I love film festivals and I’ve given them many hours as a volunteer, audience member, journalist, and sometimes even filmmaker, but I’d be lying if I said that the London BFI Festival & I started out on the best of terms. I had visited it just once before, when I randomly picked a screening and ended up watching a terrible, terrible film made by David Cronenberg’s son, which convinced me once more, if there was any need for it, that talent is not hereditary. This year, interested in the animation selection, I attempted to get a press pass; my application was rejected, so, taking no offense, I bought (at sky-high prices) tickets to a few screenings. A week later, when press screenings had already started, the festival emailed me to explain how I can pay my accreditation fee. Say what? I was told that the initial rejection was a mistake, but I was offered no compensation, and I got the impression that the BFI Festival is not exactly very friendly.
This doesn’t take away from the shine of the festival’s line-up, which included award winners from Toronto and Cannes, rumored future Oscar winners and other hype generators, fresh British productions, first features, work from beloved mainstream and indie directors, world cinema, documentaries, old masterpieces, anyway, anything that the heart of a film fan may desire, in and out of competition- plus red carpet appearances from international celebrities. I, however, went there for cartoons, and that’s precisely I got.
Moomins on the Riviera, directed by Xavier Picard, France/Finland
The characters of this film come from a much-loved series of books and comics by Tove Jansson, which was also turned into a TV series. For those of you who don’t know them, the Moomins are chubby creatures reminiscent of hippos, who live in peace and harmony in Moomin Valley with an assorted cast of other quirky, adorable creatures. Many old, beloved series have been turned by Hollywood into shrill, tasteless CGI films (I’m looking at you, Smurfs), but fortunately this is not the case with the Moomins.
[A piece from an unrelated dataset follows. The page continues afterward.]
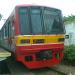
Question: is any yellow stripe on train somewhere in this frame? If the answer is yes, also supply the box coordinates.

The spirit of their universe was well preserved in Xavier Picard’s film, not only in its visual style, which has kept the stylised design of the characters and resembles Tove Jansson’s illustrations, but also in terms of pacing and tone. There is no standard movie structure or climax in this film, nor there is any forced „modernisation” of the Moomins.
The pretext of the story is a trip taken by the Moomin family to a luxury seaside resort, but „Moomins on the Riviera” is more like a series of sketches and jokes rather than a grand movie epic. It’s hard to pin down the charm of the Moomins in words, but we could say that their adventures have a certain philosophical tone that adults can pick up on, while staying simple and innocent enough to be liked by children. Seated next to me was a big fan of the series, who absolutely loved the film, but I had objections, too. I was particularly bothered by the stereotypes abundant in the sub-plot of a couple made of an overly jealous guy and a shallow, ditzy girl who is quickly blinded by the shine of money. It’s not like pop culture isn’t already full of this sort of thing, maybe we could at least spare the kids, while they’re young, from the idea that men must guard their women or some rich guy will come steal them away.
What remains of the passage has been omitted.